This is kind of in tune with my IMHO thread about being treated like the baby of the family.
So I decided to give the old woman a call last night, to talk about stuff, and I mentioned DopeFests. She had a problem with the name, so I had I explain its origin: a column started in 1973 called “The Straight Dope,” that answered rather obscure questions. I made it very clear that it had nothing to do with marijuana or any other drug. Then I told her I went to TorDope and had an amazing time, and that it was good for my mental health. Sure, I had never met these people, but come on, I’m 30, I can make my own fucking decisions.

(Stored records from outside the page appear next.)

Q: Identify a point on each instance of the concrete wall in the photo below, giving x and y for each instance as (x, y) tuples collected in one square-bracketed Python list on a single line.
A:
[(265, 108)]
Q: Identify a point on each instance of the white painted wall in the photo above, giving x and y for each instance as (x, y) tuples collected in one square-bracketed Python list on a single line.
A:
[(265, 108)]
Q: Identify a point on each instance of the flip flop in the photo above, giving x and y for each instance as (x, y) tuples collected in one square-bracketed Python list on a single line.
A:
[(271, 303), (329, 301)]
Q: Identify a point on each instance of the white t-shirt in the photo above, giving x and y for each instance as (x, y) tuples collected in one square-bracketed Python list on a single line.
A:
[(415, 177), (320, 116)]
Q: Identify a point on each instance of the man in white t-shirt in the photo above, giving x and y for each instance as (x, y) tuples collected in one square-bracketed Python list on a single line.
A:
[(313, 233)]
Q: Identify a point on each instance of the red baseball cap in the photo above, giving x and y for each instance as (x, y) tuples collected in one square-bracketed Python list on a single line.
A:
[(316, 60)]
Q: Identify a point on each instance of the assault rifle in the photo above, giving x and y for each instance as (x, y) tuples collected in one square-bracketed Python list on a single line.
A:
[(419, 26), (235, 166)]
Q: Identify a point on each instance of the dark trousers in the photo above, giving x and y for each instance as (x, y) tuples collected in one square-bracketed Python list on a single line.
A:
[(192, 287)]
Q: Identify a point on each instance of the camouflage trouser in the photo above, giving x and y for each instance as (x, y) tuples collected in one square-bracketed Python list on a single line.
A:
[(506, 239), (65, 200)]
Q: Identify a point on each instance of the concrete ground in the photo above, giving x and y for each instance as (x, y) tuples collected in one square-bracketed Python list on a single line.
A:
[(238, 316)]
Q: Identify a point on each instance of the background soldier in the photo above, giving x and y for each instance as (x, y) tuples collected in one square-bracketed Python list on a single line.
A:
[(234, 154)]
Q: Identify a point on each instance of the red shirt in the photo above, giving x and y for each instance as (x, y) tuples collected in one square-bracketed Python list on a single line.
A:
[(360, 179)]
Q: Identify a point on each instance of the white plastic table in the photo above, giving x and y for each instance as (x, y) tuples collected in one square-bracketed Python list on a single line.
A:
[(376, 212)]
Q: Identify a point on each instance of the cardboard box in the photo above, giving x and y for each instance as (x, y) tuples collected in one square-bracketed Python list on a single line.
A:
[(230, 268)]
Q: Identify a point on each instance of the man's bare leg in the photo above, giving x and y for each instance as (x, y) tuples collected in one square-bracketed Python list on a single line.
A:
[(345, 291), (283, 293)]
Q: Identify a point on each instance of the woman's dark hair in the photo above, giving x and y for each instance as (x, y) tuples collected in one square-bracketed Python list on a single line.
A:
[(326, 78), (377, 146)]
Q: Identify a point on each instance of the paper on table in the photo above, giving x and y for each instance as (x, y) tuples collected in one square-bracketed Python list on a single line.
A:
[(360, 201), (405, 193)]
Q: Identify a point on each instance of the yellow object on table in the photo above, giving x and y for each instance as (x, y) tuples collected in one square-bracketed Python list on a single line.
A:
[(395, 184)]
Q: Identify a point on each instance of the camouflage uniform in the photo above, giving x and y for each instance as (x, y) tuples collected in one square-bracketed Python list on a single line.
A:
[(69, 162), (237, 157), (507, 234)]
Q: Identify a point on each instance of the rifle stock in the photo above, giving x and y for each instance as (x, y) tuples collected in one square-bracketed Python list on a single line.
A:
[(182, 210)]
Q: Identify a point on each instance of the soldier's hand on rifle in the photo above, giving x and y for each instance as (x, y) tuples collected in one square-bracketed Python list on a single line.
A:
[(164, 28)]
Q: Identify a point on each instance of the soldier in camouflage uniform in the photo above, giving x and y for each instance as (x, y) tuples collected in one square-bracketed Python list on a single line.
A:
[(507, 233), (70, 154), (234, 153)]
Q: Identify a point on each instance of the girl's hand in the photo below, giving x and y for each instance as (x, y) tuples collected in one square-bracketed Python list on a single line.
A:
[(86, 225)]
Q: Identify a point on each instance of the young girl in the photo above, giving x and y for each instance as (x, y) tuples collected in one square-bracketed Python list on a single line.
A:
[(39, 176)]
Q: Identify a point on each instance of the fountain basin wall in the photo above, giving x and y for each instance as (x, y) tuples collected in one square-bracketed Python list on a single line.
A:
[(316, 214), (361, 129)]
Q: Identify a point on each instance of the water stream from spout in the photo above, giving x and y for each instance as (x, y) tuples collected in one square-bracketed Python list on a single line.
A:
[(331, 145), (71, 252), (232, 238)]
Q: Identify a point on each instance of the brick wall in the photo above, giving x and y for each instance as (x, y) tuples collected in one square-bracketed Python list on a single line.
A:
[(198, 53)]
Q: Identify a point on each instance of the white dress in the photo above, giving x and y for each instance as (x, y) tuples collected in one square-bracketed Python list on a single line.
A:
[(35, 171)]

The clincher came when I told her I will be hosting three other Dopers for Doperéal. She didn’t like the term “Doper,” especially since I told her we’re generally an intelligent bunch.
Look, honey, I didn’t come up with the term.
I wake up this morning to a message from Mommy Dearest, saying that she had discussed this with my father, and they don’t think that “Doper” is good for my professional life (professional life - ha!), and that she knew I’d be annoyed at her (I am), but to please call her back.
Oh, fucking come on. If I were to call her back right now, I’d probably lay into her with vitriol, make her cry, and what not.
Maybe I shouldn’t have told her anything - mea culpa - but I wanted to tell her about good things in my life, and this is one of them. I don’t want to go back to the days of censoring what I say to her. Example: I went to NYC, camped out on West 41st St., and got a front row ticket to see RENT. It was amazing, and I was so happy. Is the “happy” part not the whole point? I live like a fucking urban hermit, so when I do get out, it’s good for me.
So call me a Doper, dammit.
I might call her later, when I’m less pissed off.